Novel peptide-directed liposomes for targeted combination therapy of breast tumors

Abstract

Delivery and accumulation of therapeutic drugs into neoplastic cells distant from tumor vessels is a major challenge for antitumor therapy. Herein, we introduced a de novo peptide, p12 (QGSRRRNTVDDWISRRRALC), to conjugate onto the surface of doxorubicin (DOX) and indocyanine green (ICG) co-encapsulated nanoscale liposomes (pLipo-DOX–ICG). The p12 peptide triggered specific binding to CXC chemokine receptor 4 (CXCR4), leading to enhanced cellular uptake and improved accumulation of pLipo-DOX–ICG in CXCR4-overexpressing cancer cells. Moreover, the introduction of ICG molecules endowed pLipo-DOX–ICG with photothermal-induced structural disruption, which may be helpful for the precise and controllable release of doxorubicin at tumor tissue sites in vivo.
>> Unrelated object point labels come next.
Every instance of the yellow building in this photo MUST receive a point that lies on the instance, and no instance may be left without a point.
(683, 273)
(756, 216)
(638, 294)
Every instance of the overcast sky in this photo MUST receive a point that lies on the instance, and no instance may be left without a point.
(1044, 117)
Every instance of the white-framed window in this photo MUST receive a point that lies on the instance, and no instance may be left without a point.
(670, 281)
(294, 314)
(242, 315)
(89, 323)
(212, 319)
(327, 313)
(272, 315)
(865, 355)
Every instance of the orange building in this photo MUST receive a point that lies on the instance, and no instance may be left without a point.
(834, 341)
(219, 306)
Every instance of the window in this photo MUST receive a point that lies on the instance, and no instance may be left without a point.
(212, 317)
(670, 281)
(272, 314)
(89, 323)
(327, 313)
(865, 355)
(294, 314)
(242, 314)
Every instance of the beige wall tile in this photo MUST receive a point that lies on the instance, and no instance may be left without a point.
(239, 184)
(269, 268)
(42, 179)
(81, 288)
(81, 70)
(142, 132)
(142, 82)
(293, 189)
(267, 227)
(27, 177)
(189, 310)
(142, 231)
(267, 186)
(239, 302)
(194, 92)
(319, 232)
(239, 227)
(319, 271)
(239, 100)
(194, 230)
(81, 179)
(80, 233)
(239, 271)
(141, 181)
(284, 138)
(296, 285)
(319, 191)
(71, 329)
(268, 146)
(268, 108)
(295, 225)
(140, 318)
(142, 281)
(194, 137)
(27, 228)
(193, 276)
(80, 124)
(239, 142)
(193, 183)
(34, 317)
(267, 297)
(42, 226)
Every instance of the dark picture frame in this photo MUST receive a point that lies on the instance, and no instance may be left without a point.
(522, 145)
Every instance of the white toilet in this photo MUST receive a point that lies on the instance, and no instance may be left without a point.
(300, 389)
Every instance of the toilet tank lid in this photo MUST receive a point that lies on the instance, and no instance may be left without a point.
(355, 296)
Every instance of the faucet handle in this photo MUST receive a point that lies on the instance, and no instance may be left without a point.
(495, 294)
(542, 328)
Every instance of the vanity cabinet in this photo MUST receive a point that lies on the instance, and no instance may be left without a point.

With these advantages, the constructed pLipo-DOX–ICG demonstrated active targeting behavior for delivery and release of chemotherapeutic drugs, thereby showing much enhanced metastasis inhibition and antitumor efficacy than either drug-containing liposomes without p12 modification or free drugs in breast cancer bearing mice models. Overall, pLipo-DOX–ICG with low toxicity is expected to be a potential therapeutic agent to improve clinical benefits of breast cancer therapies, as well as treatment of a variety of CXCR4-overexpressing malignancies.